The start of the sixth AFLW season has been delayed until January because of COVID-19.
The AFL planned on staging AFLW matches in December, ensuring the entire women's season would not overlap with the 2022 men's competition.
The league says it remains committed to a full 10-round AFLW season plus finals but rejigged the calendar to "provide greater flexibility and least disruption".
AFLW has been severely impacted by the coronavirus pandemic.
There was no AFLW premiership awarded in 2020 after the season was halted, while Sydney's northern beaches COVID-19 cluster created chaos for GWS at the start of this year.
The health crisis has, in many cases, also exacerbated the professional sacrifices made by part-time athletes and part-time staff at AFLW teams.
COVID-19 has deeply hurt the AFL's finances, with costly hubs and charter flights coming at the same time as a nosedive in ticket sales.
But the governing body has committed to expanding its women's league in 2022-23, ensuring all 18 AFL clubs are represented.
"We know the nature of playing professional sport in a pandemic means we will continue to be presented with challenges in the lead up to, and during, the season," AFLW chief Nicole Livingstone said in a statement on Thursday.
"We will continue to listen to and work closely with the players and their clubs to ensure the best possible outcome for everyone in the game.
"We openly acknowledge there are unique challenges and recognise the non-football commitments of both AFLW players and staff and through this open dialogue.
"We know the AFLW community is absolutely determined to work through them to achieve another ground-breaking season."

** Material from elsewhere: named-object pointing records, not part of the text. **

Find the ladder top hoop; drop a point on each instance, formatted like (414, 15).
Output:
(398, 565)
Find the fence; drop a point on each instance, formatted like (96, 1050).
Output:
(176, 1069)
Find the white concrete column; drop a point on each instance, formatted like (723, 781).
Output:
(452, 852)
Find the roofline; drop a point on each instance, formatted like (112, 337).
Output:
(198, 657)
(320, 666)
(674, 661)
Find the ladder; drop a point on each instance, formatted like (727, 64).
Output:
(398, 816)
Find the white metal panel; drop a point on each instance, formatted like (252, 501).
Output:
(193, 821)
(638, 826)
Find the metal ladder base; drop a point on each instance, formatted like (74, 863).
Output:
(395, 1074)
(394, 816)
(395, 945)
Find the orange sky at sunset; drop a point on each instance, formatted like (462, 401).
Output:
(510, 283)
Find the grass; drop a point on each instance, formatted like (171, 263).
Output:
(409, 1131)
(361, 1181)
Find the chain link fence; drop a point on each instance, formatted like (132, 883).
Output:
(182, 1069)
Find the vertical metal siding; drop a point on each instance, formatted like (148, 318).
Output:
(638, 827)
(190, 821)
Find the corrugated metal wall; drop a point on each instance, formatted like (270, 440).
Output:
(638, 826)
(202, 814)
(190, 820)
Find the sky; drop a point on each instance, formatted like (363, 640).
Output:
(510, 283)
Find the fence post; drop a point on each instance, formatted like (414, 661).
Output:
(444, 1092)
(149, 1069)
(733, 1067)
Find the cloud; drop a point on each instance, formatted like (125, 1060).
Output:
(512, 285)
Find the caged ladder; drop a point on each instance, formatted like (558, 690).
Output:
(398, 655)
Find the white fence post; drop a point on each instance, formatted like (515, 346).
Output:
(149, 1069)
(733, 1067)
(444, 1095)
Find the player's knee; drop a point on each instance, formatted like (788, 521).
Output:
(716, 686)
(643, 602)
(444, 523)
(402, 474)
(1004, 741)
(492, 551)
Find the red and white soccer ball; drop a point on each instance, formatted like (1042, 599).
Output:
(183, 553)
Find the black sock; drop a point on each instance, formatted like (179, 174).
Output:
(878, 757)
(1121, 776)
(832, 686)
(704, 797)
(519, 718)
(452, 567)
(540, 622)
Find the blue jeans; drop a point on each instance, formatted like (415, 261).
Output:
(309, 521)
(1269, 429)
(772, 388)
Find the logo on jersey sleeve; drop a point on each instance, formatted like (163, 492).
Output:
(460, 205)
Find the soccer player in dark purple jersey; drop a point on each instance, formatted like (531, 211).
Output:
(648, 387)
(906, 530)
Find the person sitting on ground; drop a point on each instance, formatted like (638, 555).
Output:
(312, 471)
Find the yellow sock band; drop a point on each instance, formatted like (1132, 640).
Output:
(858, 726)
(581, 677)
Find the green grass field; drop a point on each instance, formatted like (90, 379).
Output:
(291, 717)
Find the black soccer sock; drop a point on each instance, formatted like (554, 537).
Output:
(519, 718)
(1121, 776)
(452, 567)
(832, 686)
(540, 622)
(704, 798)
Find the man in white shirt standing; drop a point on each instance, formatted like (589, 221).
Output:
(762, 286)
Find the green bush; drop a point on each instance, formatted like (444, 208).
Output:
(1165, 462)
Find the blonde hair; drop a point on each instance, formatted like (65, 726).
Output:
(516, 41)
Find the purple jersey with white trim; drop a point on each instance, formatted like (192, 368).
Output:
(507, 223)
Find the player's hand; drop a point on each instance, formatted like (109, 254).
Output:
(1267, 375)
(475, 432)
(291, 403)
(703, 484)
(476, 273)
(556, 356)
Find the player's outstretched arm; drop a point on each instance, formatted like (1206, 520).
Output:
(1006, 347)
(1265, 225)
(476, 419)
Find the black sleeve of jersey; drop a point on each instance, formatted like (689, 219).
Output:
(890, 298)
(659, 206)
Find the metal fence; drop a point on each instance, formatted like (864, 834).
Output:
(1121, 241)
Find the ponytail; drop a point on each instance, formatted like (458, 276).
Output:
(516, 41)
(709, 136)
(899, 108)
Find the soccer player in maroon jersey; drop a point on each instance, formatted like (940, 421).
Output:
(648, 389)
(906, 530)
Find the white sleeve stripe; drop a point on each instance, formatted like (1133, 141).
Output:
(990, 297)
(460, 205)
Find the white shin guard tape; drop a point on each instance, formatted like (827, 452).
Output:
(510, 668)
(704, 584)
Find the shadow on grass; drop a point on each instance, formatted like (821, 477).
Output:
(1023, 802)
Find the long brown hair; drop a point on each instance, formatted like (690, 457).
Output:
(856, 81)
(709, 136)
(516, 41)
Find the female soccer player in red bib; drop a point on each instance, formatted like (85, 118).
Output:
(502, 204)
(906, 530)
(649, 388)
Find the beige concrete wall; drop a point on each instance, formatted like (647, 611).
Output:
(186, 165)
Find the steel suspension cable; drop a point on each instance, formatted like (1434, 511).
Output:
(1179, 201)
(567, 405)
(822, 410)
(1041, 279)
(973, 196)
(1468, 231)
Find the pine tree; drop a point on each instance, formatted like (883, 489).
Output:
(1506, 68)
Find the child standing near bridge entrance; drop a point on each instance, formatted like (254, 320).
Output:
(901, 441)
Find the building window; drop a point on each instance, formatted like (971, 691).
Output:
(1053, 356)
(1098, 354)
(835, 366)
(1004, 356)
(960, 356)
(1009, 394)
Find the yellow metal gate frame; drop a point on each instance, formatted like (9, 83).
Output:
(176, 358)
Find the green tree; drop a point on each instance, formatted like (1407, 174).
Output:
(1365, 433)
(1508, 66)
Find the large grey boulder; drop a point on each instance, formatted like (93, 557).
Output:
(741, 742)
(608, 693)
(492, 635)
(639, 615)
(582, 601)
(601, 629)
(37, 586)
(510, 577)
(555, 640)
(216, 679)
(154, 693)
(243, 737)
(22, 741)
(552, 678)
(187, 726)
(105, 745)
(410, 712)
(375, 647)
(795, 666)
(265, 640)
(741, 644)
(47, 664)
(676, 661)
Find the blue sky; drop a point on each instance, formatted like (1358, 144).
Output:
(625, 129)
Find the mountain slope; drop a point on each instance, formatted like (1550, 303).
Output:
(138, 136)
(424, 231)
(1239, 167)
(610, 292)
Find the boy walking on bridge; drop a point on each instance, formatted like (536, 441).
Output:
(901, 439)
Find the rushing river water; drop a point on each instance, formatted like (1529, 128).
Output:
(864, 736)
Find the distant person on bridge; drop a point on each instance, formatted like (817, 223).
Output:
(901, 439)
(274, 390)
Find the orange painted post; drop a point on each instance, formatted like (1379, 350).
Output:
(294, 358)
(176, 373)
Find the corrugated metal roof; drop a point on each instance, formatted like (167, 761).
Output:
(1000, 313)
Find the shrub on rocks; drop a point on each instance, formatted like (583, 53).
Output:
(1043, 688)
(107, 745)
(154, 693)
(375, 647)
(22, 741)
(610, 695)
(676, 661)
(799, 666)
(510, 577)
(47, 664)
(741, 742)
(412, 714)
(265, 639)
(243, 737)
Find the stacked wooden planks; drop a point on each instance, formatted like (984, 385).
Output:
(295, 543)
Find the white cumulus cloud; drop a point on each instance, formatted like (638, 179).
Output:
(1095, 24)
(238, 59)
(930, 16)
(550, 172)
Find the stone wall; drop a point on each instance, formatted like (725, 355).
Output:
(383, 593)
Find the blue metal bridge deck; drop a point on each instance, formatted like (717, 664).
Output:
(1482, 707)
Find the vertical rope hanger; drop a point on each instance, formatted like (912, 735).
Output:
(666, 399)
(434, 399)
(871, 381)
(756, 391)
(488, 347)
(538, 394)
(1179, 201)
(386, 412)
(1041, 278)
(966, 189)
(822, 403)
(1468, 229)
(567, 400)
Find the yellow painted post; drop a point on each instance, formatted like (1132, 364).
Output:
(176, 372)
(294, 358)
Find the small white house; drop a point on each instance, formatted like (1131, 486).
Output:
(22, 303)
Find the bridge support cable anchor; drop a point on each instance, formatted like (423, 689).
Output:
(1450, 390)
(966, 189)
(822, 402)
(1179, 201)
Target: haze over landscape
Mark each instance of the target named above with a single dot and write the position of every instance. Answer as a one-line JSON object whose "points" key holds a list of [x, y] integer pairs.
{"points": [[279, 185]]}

AFL Players' Association chief executive Paul Marsh backed the delay as being the right call.
"The decision to push back the start of the season is a sensible one in the current circumstances and has been worked through with AFLW player leaders," Marsh said.
"The players' ongoing flexibility is to be commended.
"We appreciate the AFL's willingness to in turn work with us to recognise the impact of these changes on the players' non-football lives in the agreement we have reached with them."